Jogging and walking have become very popular as a means of achieving and/or maintaining a healthy body. Crime, bad weather, and other impediments to carefree jogging on the streets and in the parks, have made exercise treadmills increasingly popular for the home or office.

Foot, leg and back problems occur regularly among joggers, and generally such problems are attributable to jogging on hard and unyielding surfaces.


Due to the increasing use of exercise treadmills, the inventor has recognized the need to design the running surface in a manner better suited to the needs of the human body. Thus the intent of the invention is to facilitate safe and convenient exercise on an exercise treadmill by making walking or running on such a device so comfortable, so kind to the feet, legs and back, that this form of jogging or walking will have no equal.

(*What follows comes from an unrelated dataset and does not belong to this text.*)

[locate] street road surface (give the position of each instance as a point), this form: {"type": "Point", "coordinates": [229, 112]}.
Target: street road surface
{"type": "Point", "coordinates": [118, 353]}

As a walker or jogger uses this invention and as each foot strikes the tread-belt, the platform under the tread-belt depresses at its forward end, within the range of perhaps three-quarters (3/4) of an inch to one-eighth (1/8) inch. This variation in shock-absorbency is controlled by the exerciser, by his moving a resilient platform support either toward the front or toward the rear of the platform.

There are at least two types of platforms that support or underlie tread-belts on treadmills. In one type the tread-belt runs over a solid low-friction surface and in the other type, over a bank of rollers. This invention can be adapted to either type. It is here more fully described using the low-friction surface platform. With the low-friction surface platform, the shock-absorbing characteristics are attributable to two means; first, the platform flexes over the shock-absorbing support, similar to the action of a diving board; and second is the resiliency of the material, such as, for instance, rubber blocks built into the platform support.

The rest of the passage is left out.